LA TEORIA DELL’ARMADIO PER UN MARKETING VINCENTE!

Quando incontro nuove persone tra le domande più gettonate spesso c’è “di cosa ti occupi?”, e quando tra le risposte sento dire “mi occupo di marketing” si crea nei miei pensieri un grande punto interrogativo che dice “in che senso?”

La parola marketing ha fin troppe definizioni, ma con interpretazioni diverse, sicuramente unite da un filo conduttore che è difficile da interpretare. Mentre sempre più spesso trovo risposte molto più chiare e comprensibili come “aiuto le aziende a generare più fatturato” oppure “aiuto le imprese nel trovare la strategia per vendere online”. Questa è una definizione del proprio lavoro che a me piace!
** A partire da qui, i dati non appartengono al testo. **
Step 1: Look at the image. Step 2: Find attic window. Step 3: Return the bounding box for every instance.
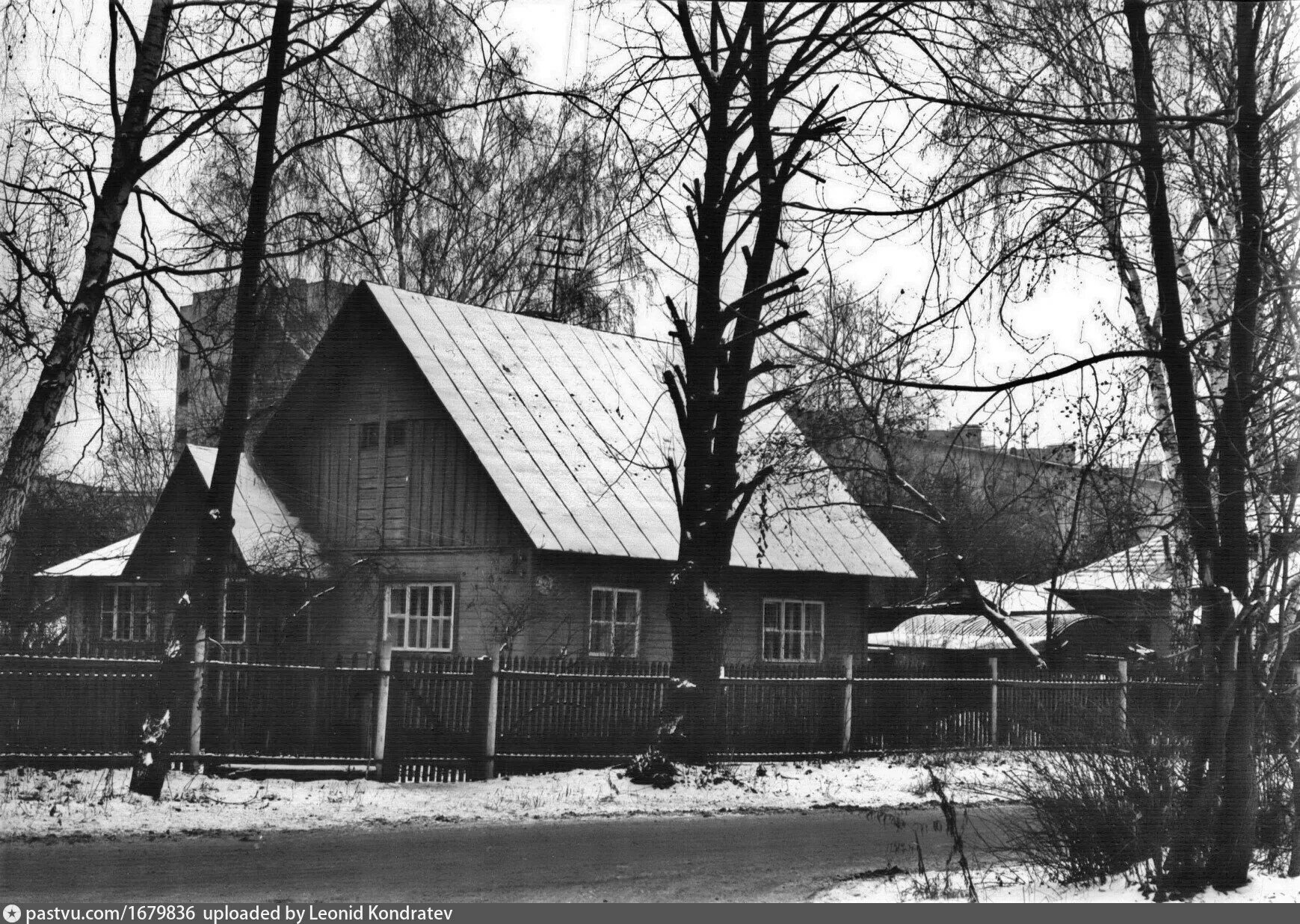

E’ semplice ma pur sempre efficace!

Dietro la parola marketing si cela un grande mistero, soprattutto per coloro che lo praticano, che spesso è legato all’individuo. Mi spiego meglio, ognuno interpreta e si applica nella vita, e lavoro, come meglio crede. Il “Marketing Man” può dimostrare un approccio, considerato strategico o meno, al suo lavoro. Per farvi capire la differenza in maniera efficace e ben comprensibile ti illustrerò quella che io chiamo “La teoria dell’Armadio”.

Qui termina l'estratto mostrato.